Cautionary Note Concerning Factors That May Affect Future Results

 

This Current Report on Form 8-K contains “forward-looking statements” within the Private Securities Litigation Reform Act of 1995. Any statements contained in this report that are not statements of historical fact, including statements related to the expected timetable for completing the acquisition and Lydall’s plan for financing the acquisition, may be deemed to be forward-looking statements. All such forward-looking statements are intended to provide management’s current expectations for the future based on current expectations and assumptions relating to the Company’s business, the economy and other future conditions. Forward-looking statements generally can be identified through the use of words such as “believes,” “anticipates,” “may,” “should,” “will,” “plans,” “projects,” “expects,” “expectations,” “estimates,” “forecasts,” “predicts,” “targets,” “prospects,” “strategy,” “signs,” and other words of similar meaning in connection with the discussions herein. Because forward-looking statements relate to the future, they are subject to inherent risks, uncertainties and changes in circumstances that are difficult to predict. Such risks and uncertainties include, among others, any delays in receiving merger control approval from Germany or in satisfying other closing conditions and disruptions in the global credit and financial markets, including diminished liquidity and credit availability, that could have a negative impact on the Company’s completion of the Acquisition. Accordingly, actual results may differ materially from those contemplated by these forward-looking statements. Investors, therefore, are cautioned against relying on any of these forward-looking statements. They are neither statements of historical fact nor guarantees or assurances of future performance.

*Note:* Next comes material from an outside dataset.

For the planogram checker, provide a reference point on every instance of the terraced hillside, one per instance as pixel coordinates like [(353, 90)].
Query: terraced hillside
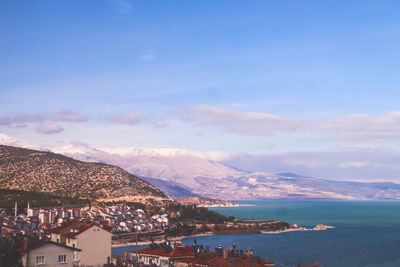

Additional information regarding factors that may cause actual results to differ materially from these forward-looking statements is available in Lydall’s filings with the Securities and Exchange Commission, including the risks and uncertainties identified in Part II, Item 1A - Risk Factors of Lydall’s Quarterly Report on Form 10-Q for the quarter ended September 30, 2016 and Part I, Item 1A - Risk Factors of Lydall’s Annual Report on Form 10-K for the year ended December 31, 2015.

 

These forward-looking statements speak only as of the date of this report, and Lydall does not assume any obligation to update or revise any forward-looking statement made in this report or that may from time to time be made by or on behalf of the Company.

 

 

 

SIGNATURE

 

Pursuant to the requirements of the Securities Exchange Act of 1934, the Registrant has duly caused this report to be signed on its behalf by the undersigned thereunto duly authorized.

 

        LYDALL, INC.
                 
November 30, 2016       By:   /s/ Chad A. McDaniel
               

Chad A. McDaniel

Senior Vice President, General Counsel and Chief Administrative Officer

 

 

 

 

 

 

EXHIBIT INDEX

 

Exhibit Number   Exhibit Description
     
99.1   Investor Presentation, dated November 30, 2016 (Furnished not filed; see Item 7.01).
99.2    Press Release, dated November 30, 2016 (Furnished not filed; see Item 7.01).